Story Pixel
Independent Interaction of Sam Wilson
Many times in building a Flash app, you need to know what your current domain is. Sometimes you need to know from where to load in assets depending on if you are testing on your computer in the IDE or if the application is live on a server.
A convenient way to determine your current loading path is an oldie but goodie—the domain property of LocalConnection.
var executingDomain:String = new LocalConnection().domain;
if (executingDomain == ‘localhost’) {
// If localhost, then we are running the flash in the IDE on our computer
executingDomain = ""
}else {
// If online, then the executing domain will be the url, which we complete with 'http://' and '/'
executingDomain = 'http://' + executingDomain + '/'
}
Interesting method! I typically search the current url for “http://” but this is a bit more elegant.
Thu, July 02, 2009 at 5:04pmFantastic work…....
Sat, July 18, 2009 at 1:08amThanks Srinivas for that, have an excellent week!
Mon, July 20, 2009 at 10:17ami am a frustrated web amature. I recently designed the above site through css “guess work.” i works…but i LOVE your work and i am having a ton of difficulty trying to figure some “basic” things out with css. Can you help? Any books you recommend? I cant figure out how to CENTER my page in a browser withOUT the links and text moving/shifting when the window is re-sized. PLEASE if you can, HELP.

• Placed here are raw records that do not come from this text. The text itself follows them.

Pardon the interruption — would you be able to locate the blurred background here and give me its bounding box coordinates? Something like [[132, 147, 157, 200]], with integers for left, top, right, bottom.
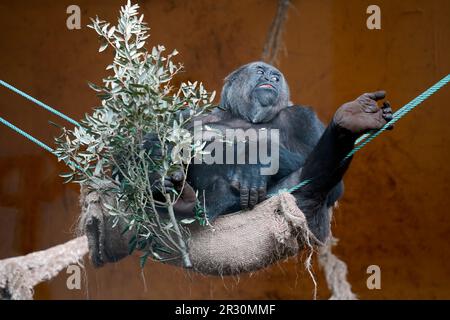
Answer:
[[0, 0, 450, 299]]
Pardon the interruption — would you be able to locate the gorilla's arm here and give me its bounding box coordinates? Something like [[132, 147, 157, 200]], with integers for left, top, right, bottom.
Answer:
[[286, 92, 392, 241]]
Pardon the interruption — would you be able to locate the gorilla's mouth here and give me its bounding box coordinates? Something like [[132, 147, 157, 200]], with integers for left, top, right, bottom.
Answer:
[[258, 83, 275, 89]]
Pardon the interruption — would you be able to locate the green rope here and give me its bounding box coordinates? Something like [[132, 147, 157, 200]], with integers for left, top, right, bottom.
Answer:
[[284, 74, 450, 193], [0, 80, 80, 126], [0, 74, 450, 193], [0, 117, 55, 154]]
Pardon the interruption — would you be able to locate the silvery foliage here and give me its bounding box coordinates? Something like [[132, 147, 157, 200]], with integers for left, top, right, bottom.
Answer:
[[56, 1, 215, 262]]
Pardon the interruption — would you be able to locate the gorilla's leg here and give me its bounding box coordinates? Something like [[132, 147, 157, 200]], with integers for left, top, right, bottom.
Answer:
[[293, 121, 357, 241]]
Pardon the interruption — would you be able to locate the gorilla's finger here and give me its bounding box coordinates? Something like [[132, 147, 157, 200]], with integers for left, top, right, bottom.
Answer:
[[248, 187, 258, 209], [381, 101, 392, 113], [164, 179, 174, 188], [170, 169, 184, 182], [367, 90, 386, 101], [381, 101, 394, 130], [241, 187, 249, 209], [258, 187, 267, 202]]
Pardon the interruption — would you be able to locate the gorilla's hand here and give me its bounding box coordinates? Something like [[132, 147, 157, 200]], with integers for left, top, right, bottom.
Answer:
[[230, 164, 268, 209], [333, 91, 392, 134]]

Wed, July 29, 2009 at 3:20pmYour work is great, I am gonna have to ask if you have any recommendations on books or websites that can help me beef up my action scripting. I am a graphic designer and would love very much to get into more action scripting to improve my websites!
Thanks
Brian
Mon, August 17, 2009 at 8:31amre: Tiffani, I’d like to be able to tell you that it was easy but the way I learned CSS was by a lot of practice although with the proper tools you can speed up things. There is a brilliant book called CSS Mastery that helped me with CSS. Also I love CSS Edit for tweaking the CSS (software). For HTML programming, I recommend staying far, far away from WYSIWYG stuff and go with TextMate or Coda. If you are on Windows, Google for the equivalents of TextMate and Coda for the PC.

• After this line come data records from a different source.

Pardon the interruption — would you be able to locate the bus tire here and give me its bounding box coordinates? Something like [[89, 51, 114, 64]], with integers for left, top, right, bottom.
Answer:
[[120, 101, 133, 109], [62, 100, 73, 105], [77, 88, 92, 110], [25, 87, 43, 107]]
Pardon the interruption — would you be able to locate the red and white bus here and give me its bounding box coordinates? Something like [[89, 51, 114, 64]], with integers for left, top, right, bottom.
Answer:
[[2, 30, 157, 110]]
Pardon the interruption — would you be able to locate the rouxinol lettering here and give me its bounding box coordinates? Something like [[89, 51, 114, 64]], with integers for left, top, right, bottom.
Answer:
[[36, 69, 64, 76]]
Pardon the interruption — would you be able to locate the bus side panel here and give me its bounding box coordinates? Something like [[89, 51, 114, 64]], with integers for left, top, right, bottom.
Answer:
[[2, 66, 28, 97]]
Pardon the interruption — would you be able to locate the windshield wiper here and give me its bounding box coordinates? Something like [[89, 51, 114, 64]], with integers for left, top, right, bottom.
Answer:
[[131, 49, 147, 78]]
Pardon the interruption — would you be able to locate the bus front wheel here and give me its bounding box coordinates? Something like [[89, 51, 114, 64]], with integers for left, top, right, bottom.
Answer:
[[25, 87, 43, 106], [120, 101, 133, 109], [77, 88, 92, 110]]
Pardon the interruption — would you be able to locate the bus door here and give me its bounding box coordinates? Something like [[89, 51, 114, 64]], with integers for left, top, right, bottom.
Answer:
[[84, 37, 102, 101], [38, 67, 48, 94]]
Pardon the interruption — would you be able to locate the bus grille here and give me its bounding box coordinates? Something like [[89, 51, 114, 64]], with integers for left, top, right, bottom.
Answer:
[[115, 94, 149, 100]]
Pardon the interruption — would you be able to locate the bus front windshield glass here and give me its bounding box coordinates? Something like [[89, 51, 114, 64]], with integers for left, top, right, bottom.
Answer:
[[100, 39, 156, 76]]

re: Brian, definitely there are a lot of amazing Flash programming sites out there. I actually haven’t followed any for a long time, but my advice is to look into a very simple MVC implementation and understand it as much and as soon as possible. If you eventually perfectly understand MVC, you’ll understand (as a bonus) many other things like OOP, events, encapsulation… all fancy ways of saying “overall good program organization.”
Wed, August 19, 2009 at 7:45pmOk, now i have to ask what MVC is and if its something simple that I couldn’t think of I am gonna be mad at myself !!lol
Fri, August 21, 2009 at 6:52pmOk, now i have to ask what MVC is and if its something simple that I couldn’t think of I am gonna be mad at myself !!lol
Fri, August 21, 2009 at 6:52pmOk I looked it up! Do you know if there are sites dedicated to MVC programming or books?? I have a book on action script from Adobe. I am just wanting to make sure I am heading in the right directions!